REAÇÕES ADVERSAS A MEDICAMENTOS
José Gilberto Pereira
A Organização Mundial de Saúde (OMS) define reação adversa a medicamento (RAM) como “qualquer resposta prejudicial ou indesejável e não intencional que ocorre com medicamentos em doses normalmente utilizadas no
homem para profilaxia, diagnostico, tratamento de doença ou para modificação
de funções fisiológicas”. Não são consideradas reações adversas os efeitos que ocorrem depois do uso acidental ou intencional de doses maiores que as habituais (toxicidade absoluta).
Reação adversa a medicamento também pode ser entendida como reação nociva e desagradável, resultante de intervenção relacionada ao uso de um medicamento, cuja identificação permite prever riscos de futura administração,
assegurar a prevenção e tratamento especifico, bem como determinar alteração da dose ou cessação do tratamento.

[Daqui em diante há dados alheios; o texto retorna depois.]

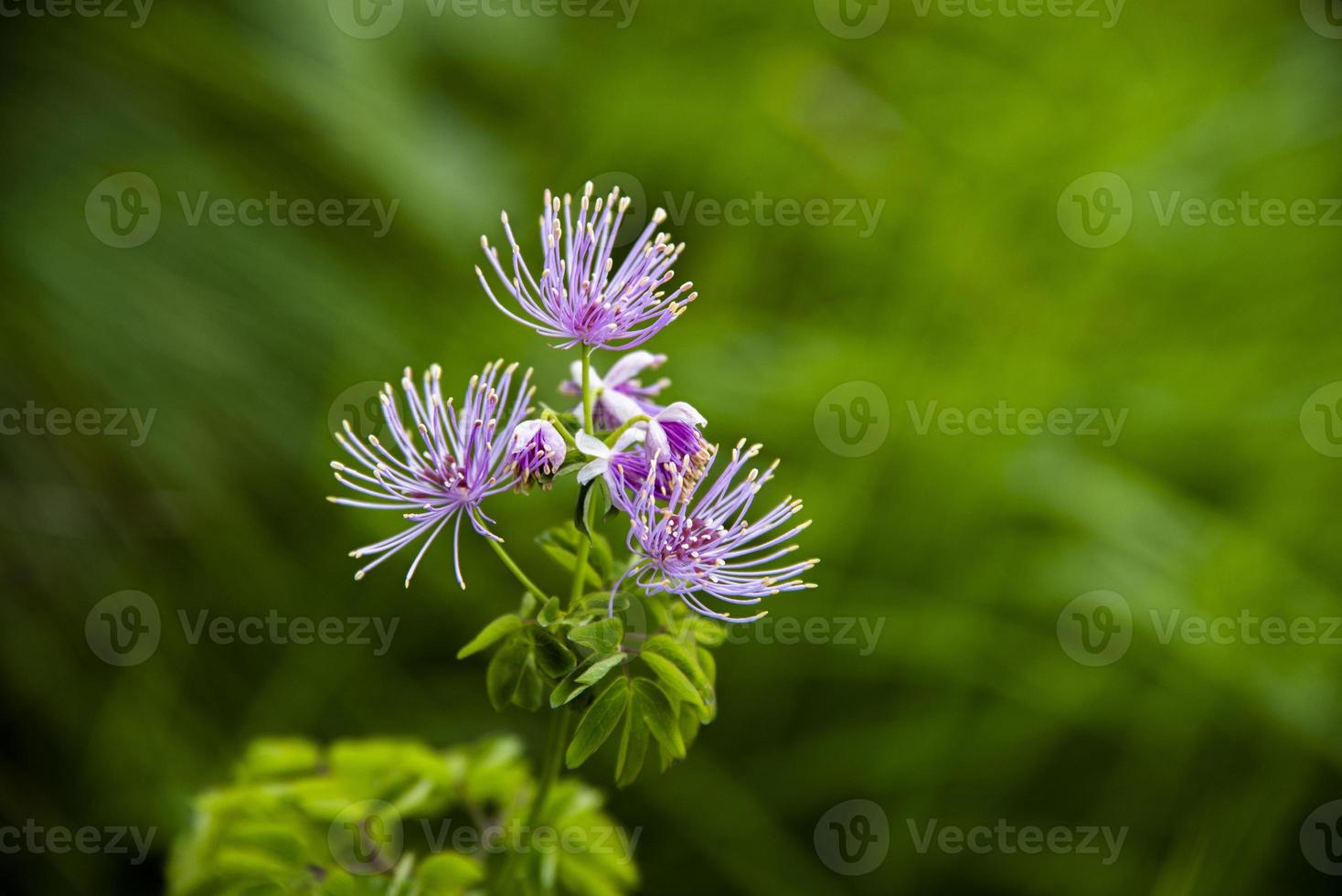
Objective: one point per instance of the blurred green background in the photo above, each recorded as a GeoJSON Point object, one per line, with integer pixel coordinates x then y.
{"type": "Point", "coordinates": [968, 292]}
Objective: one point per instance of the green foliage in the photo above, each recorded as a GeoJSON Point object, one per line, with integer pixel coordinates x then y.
{"type": "Point", "coordinates": [665, 689]}
{"type": "Point", "coordinates": [357, 817]}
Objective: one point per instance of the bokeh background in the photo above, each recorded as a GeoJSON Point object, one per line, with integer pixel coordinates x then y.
{"type": "Point", "coordinates": [968, 292]}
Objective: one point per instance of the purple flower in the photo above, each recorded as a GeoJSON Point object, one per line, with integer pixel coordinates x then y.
{"type": "Point", "coordinates": [582, 296]}
{"type": "Point", "coordinates": [537, 451]}
{"type": "Point", "coordinates": [449, 471]}
{"type": "Point", "coordinates": [619, 396]}
{"type": "Point", "coordinates": [674, 432]}
{"type": "Point", "coordinates": [701, 542]}
{"type": "Point", "coordinates": [624, 470]}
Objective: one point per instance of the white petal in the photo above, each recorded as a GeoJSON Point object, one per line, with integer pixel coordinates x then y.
{"type": "Point", "coordinates": [630, 436]}
{"type": "Point", "coordinates": [682, 412]}
{"type": "Point", "coordinates": [620, 405]}
{"type": "Point", "coordinates": [633, 365]}
{"type": "Point", "coordinates": [525, 431]}
{"type": "Point", "coordinates": [591, 445]}
{"type": "Point", "coordinates": [658, 443]}
{"type": "Point", "coordinates": [592, 471]}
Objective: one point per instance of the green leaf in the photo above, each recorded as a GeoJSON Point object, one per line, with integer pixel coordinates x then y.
{"type": "Point", "coordinates": [678, 671]}
{"type": "Point", "coordinates": [550, 612]}
{"type": "Point", "coordinates": [654, 706]}
{"type": "Point", "coordinates": [552, 656]}
{"type": "Point", "coordinates": [530, 687]}
{"type": "Point", "coordinates": [599, 722]}
{"type": "Point", "coordinates": [447, 875]}
{"type": "Point", "coordinates": [634, 746]}
{"type": "Point", "coordinates": [559, 545]}
{"type": "Point", "coordinates": [600, 637]}
{"type": "Point", "coordinates": [490, 634]}
{"type": "Point", "coordinates": [505, 671]}
{"type": "Point", "coordinates": [593, 503]}
{"type": "Point", "coordinates": [584, 677]}
{"type": "Point", "coordinates": [599, 667]}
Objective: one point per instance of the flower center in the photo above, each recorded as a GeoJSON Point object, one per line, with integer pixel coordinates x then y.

Reações adversas a medicamentos são classificadas com base em diferentes
critérios. A classificação de RAM mais aceita atualmente foi proposta por Rawlins e Thompson que as agrupa em reações do tipo A ou previsíveis e reações do tipo B ou imprevisíveis.
As reações do tipo A resultam de uma ação ou de um efeito farmacológico exagerado e dependem da dose empregada, depois da administração de um medicamento em dose terapêutica habitual. São comuns, farmacologicamente previsíveis e podem ocorrer em qualquer individuo e, apesar de incidência e repercussões importantes na comunidade, a letalidade e baixa. Englobam reações produzidas por dose excessiva relativa, efeitos adversos e secundários, citotoxicidade, interações de medicamentos e características especificas da forma farmacêutica empregada. Podem ser tratadas por meio ajuste de doses ou substituição do fármaco.
As reações do tipo B caracterizam-se por serem totalmente inesperadas em relação as propriedades farmacológicas do medicamento administrado, e são incomuns, independentes de dose, ocorrendo apenas em indivíduos Susceptiveis e sendo observadas frequentemente no pós-registro. Englobam as reações de hipersensibilidade, idiossincrasia, intolerância e aquelas decorrentes de alterações na formulação farmacêutica, como decomposição de substancia ativa e excipientes.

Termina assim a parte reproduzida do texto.